(MEDORA) - David Garrison of Medora hopes his cattle will be stars in the rodeo.
Garrison became interested in the rodeo when he was in high school and college. That is when he stepped into the world of rodeo and started researching how to start up his business. He began training cattle for rodeo.
In 2008, Garrison and his father; and business partner, Jim, took a trip to Ohio to purchase three, three-and-ones. A three-and-one in the rodeo business is a package that includes a cow and calf. The cow will also reproduce, giving the buyer 3 cows in one.
Since their purchase, the herd has grown to sixteen, and Jim expects the herd to grow to around 20 or more by March.
Training begins as soon as possible, and both men agree the process is never-ending. Training bulls and cows involves showing them how to run through pins to get to their destination, not moving before gates open, and how to get back into pins once the ride is over.
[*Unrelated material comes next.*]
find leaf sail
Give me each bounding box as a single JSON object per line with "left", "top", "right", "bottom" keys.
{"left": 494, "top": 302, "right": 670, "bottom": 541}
Jim says it is a process that takes time and repetition.
Potential danger comes with the long hours of training, and Jim admits there have been some close calls. When cattle are in closed quarters or cornered, they become defensive.
The ultimate goal for training is to get the best bloodline and sell the animals to Professional Bull Riders (PBR), the professional rodeo league; getting the best bloodline means having the best steer and best cow breed and David says it would mean a lot to train for rodeos on that level. Selling to the PBR is his dream.
The Garrisons are looking to sell the bulls and add more to the herd to make them better.
As for now the cattle are taken to amateur rodeos to be tested for their ability and competitiveness. The two took two of their bulls to an amateur rodeo at Mooresville in Dec. 2011. PBR and mid-level scouts attend these rodeos to see about potentially purchasing them from the Garrisons and other rodeo trainers.